Under Bullock’s directive, the following places are closed to ingress, egress, use, and occupancy by members of the public:

• Restaurants, food courts, cafes, coffee houses, and other similar establishments offering food or beverage for on-premises consumption.

• Alcoholic beverage service businesses, including bars, taverns, brew pubs, breweries, microbreweries, distilleries, wineries, tasting rooms, special licensees, clubs, and other establishments offering alcoholic beverages for on-premises consumption.

• Cigar bars.

• Health clubs, health spas, gyms, aquatic centers, pools and hot springs, indoor facilities at ski areas, climbing gyms, fitness studios, and indoor recreational facilities.

• Movie and performance theaters, nightclubs, concert halls, bowling alleys, bingo halls, and music halls.

• Casinos.

The places subject to this directive are permitted and encouraged to offer food and beverage using delivery service, window service, walk-up service, drive-thru service, or drive-up service, and to use precautions in doing so to mitigate the potential transmission of COVID-19, including social distancing.

The state directive follows on the heels of a similar directive issued by Flathead County on Thursday.

For most people, the coronavirus causes only mild or moderate symptoms. But for the elderly and people with existing conditions, it can cause more severe illness. The vast majority of those who are infected recover.

The rural area case involves a female patient in her 70s from Roosevelt County who acquired the virus during a recent international trip, officials said.

Most major population centers now have cases, including Flathead, Yellowstone, Gallatin, Missoula, Silver Bow and Lewis and Clark counties.

Among those who have tested positive is an officer from the Yellowstone County Detention Center, Sheriff Mike Linder announced Friday. Linder said the officer last worked at the facility on Sunday and called in sick on Thursday.

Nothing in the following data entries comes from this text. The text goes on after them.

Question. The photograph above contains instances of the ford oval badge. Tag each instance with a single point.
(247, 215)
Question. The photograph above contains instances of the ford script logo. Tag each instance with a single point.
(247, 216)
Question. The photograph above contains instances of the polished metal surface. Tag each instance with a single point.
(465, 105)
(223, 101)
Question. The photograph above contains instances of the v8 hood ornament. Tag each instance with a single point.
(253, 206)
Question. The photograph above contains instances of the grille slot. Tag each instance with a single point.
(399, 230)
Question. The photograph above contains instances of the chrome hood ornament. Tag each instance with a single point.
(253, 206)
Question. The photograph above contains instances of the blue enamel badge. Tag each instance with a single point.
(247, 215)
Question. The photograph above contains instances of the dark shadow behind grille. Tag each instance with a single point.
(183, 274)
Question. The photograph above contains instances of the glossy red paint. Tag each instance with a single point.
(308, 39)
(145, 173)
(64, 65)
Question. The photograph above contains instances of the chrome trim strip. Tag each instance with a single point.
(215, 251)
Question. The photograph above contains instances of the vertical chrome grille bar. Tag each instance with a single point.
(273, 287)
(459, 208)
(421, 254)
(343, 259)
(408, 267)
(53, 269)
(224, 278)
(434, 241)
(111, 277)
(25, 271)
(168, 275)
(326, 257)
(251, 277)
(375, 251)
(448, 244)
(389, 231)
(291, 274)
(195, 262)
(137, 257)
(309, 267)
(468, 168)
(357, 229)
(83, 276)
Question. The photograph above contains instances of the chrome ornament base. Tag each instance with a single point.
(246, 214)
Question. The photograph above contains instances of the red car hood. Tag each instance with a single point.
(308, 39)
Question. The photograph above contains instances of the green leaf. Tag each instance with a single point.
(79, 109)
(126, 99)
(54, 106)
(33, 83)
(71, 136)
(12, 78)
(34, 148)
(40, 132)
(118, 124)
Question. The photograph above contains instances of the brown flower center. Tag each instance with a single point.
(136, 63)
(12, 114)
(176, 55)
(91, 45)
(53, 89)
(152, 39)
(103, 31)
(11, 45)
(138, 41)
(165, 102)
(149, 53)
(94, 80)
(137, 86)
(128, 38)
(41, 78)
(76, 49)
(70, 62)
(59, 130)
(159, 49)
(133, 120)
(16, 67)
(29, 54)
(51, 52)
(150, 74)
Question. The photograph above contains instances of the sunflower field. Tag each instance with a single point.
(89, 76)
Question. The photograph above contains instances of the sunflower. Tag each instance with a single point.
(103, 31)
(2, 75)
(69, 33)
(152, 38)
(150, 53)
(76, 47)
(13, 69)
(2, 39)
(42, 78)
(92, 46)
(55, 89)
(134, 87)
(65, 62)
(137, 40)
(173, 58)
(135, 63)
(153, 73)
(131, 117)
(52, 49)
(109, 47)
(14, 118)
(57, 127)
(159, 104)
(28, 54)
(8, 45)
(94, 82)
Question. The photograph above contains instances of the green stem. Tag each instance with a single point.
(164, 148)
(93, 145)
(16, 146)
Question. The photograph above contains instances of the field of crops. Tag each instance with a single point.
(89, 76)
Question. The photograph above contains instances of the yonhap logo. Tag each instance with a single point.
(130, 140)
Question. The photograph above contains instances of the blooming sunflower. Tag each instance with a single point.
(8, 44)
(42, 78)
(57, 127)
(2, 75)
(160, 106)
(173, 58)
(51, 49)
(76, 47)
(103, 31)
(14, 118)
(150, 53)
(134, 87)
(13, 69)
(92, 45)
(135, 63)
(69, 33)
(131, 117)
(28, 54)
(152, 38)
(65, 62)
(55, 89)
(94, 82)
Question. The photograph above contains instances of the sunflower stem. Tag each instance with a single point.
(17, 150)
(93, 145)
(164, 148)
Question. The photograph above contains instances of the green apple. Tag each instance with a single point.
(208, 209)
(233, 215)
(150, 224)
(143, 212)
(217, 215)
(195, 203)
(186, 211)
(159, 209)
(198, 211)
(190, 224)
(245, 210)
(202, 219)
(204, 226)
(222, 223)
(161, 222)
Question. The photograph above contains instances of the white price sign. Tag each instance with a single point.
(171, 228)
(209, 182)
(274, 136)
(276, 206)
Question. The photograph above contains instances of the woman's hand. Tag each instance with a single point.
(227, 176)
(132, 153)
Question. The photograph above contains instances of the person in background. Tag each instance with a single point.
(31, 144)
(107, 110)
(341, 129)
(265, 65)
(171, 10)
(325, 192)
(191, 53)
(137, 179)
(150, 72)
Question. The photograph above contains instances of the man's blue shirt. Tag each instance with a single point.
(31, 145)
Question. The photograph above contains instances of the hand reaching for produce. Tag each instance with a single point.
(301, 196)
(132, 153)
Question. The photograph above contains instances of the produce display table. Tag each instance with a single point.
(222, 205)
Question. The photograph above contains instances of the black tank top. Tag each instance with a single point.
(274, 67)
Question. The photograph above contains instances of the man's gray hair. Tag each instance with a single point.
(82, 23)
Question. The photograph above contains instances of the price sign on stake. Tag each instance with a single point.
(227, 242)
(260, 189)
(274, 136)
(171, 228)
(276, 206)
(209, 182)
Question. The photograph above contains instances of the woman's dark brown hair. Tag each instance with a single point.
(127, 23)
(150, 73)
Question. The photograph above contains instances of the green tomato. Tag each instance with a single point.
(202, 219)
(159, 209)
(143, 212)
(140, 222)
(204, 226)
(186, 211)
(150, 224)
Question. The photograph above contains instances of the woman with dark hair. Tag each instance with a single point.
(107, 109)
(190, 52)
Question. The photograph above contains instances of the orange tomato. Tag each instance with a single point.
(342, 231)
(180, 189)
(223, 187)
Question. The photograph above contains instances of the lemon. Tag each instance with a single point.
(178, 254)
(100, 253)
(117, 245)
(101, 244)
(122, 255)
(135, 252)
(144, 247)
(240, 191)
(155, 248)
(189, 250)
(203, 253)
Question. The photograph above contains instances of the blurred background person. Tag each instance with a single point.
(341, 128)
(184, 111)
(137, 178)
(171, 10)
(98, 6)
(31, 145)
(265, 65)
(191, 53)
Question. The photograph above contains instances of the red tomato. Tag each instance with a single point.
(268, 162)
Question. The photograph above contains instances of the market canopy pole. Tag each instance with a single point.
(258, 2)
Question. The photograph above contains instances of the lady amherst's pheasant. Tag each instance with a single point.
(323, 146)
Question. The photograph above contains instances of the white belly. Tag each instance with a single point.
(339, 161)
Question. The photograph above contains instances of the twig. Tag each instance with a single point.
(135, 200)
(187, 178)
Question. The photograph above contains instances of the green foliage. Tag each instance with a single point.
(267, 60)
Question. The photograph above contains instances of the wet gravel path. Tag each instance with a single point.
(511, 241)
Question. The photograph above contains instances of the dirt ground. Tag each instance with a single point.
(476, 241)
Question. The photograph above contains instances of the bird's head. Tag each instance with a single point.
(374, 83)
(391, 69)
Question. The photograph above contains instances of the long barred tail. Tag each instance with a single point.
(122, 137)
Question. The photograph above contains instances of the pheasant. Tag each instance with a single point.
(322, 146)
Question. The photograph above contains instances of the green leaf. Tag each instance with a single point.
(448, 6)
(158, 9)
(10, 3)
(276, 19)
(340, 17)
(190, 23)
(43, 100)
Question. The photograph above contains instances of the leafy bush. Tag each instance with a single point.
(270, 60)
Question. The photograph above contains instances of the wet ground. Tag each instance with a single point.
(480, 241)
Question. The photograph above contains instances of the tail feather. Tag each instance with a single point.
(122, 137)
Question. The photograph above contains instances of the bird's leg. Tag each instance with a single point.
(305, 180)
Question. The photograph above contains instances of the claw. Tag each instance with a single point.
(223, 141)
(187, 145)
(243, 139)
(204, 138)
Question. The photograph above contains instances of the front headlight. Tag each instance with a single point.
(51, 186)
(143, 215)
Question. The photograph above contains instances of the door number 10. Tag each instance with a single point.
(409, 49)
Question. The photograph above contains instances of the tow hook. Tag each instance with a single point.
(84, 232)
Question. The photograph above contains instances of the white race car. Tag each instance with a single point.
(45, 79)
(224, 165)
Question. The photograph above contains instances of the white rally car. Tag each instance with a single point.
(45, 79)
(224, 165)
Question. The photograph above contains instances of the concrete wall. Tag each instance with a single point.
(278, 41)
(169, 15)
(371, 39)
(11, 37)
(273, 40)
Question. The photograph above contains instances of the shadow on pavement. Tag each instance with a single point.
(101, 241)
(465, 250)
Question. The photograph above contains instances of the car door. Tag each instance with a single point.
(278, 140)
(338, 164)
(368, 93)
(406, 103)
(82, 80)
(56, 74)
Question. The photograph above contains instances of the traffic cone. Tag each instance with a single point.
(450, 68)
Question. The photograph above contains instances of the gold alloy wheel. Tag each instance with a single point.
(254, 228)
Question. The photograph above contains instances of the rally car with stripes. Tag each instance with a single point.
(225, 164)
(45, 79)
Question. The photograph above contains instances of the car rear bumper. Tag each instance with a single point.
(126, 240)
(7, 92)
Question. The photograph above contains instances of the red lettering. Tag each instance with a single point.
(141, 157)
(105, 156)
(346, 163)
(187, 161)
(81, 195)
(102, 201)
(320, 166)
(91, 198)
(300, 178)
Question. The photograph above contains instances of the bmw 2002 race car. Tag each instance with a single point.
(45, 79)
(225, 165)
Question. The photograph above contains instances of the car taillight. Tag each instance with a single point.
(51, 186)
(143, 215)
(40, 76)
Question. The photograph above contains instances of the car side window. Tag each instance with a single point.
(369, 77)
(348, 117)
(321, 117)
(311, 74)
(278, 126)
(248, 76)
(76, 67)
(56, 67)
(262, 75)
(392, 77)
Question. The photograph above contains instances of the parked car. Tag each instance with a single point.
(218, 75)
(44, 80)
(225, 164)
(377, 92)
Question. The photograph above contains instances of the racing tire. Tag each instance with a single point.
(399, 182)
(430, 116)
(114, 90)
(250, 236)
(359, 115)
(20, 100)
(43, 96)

The jail has about 450 inmates and Linder said staff was following health agency recommendations for protecting against the virus. As with other jurisdictions, authorities in Yellowstone County are giving citations instead of taking people to jail for many non-violent crimes to keep inmate numbers lower during the pandemic.

“We were preparing for this. We knew it was a good possibility,” he said.

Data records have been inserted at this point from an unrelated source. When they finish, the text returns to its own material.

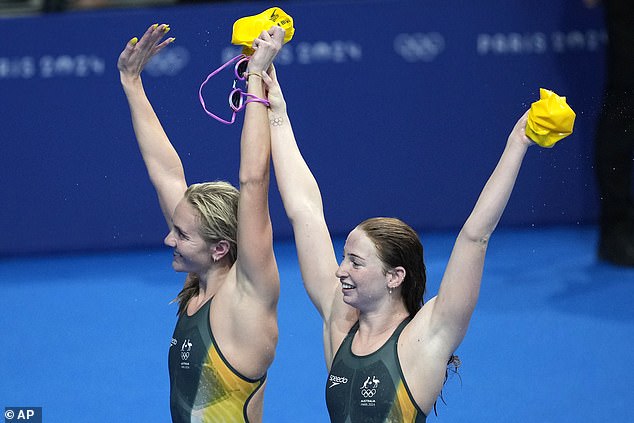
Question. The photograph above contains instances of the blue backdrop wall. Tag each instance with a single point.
(400, 107)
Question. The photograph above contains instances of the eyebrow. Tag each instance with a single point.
(355, 256)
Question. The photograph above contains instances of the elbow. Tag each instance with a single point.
(475, 235)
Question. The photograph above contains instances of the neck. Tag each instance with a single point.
(375, 324)
(211, 281)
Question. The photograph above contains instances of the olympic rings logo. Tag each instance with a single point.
(419, 47)
(338, 379)
(168, 62)
(368, 393)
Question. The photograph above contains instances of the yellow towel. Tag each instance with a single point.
(550, 119)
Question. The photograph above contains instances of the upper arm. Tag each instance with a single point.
(317, 259)
(256, 266)
(446, 318)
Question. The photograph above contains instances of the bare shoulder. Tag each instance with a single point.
(423, 359)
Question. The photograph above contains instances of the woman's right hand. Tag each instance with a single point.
(138, 52)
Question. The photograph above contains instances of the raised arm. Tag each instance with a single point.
(256, 267)
(161, 160)
(451, 310)
(303, 204)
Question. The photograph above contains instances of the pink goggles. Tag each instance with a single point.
(238, 99)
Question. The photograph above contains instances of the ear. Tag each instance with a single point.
(219, 250)
(396, 276)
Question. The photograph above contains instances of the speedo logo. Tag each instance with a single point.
(336, 380)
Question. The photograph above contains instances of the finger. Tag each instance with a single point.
(154, 33)
(277, 32)
(271, 71)
(164, 44)
(268, 81)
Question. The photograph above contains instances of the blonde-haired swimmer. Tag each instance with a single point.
(226, 334)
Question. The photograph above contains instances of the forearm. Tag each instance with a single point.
(255, 147)
(296, 183)
(160, 157)
(493, 199)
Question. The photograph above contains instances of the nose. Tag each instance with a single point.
(170, 240)
(341, 273)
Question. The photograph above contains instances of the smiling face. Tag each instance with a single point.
(363, 279)
(192, 253)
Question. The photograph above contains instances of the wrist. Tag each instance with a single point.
(129, 80)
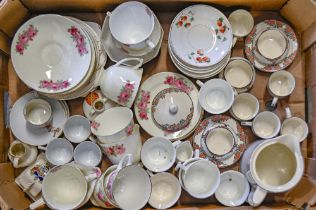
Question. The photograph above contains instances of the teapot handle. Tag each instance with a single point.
(140, 62)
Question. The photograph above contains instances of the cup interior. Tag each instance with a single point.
(158, 154)
(87, 154)
(59, 152)
(165, 191)
(64, 187)
(266, 125)
(271, 44)
(131, 23)
(77, 128)
(245, 106)
(238, 73)
(37, 111)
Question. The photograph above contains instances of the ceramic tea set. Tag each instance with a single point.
(62, 152)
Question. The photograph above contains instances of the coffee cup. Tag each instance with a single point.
(38, 112)
(58, 152)
(132, 24)
(281, 84)
(294, 126)
(245, 107)
(266, 125)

Officials in states with higher numbers of cases have gone further in restricting public movements. In California, Gov. Gavin Newsom on Thursday said residents should stay at home indefinitely and venture outside only for essential jobs, errands and exercise.

There have been reports from other areas of the country of tests for the virus being in short supply. Bullock said Montana was “not running out of tests by any means.”

Representatives of St. Vincent Healthcare in Billings, site of what state officials said was the only drive-thru testing center in Montana, said they’ve had no testing supply shortages to date.

Montana Lt. Gov. Mike Cooney, who is running in the Democratic gubernatorial primary in hopes of succeeding Bullock, is due to come out of a precautionary self-quarantine for the virus on Saturday, said Marissa Perry, a spokeswoman for the governor’s office.

Cooney attended a Board of Regents meeting on March 5 in Dillon with an individual who later tested positive for the virus. Cooney tested negative and has been working at home since he found out about the potential exposure on March 14, Perry said.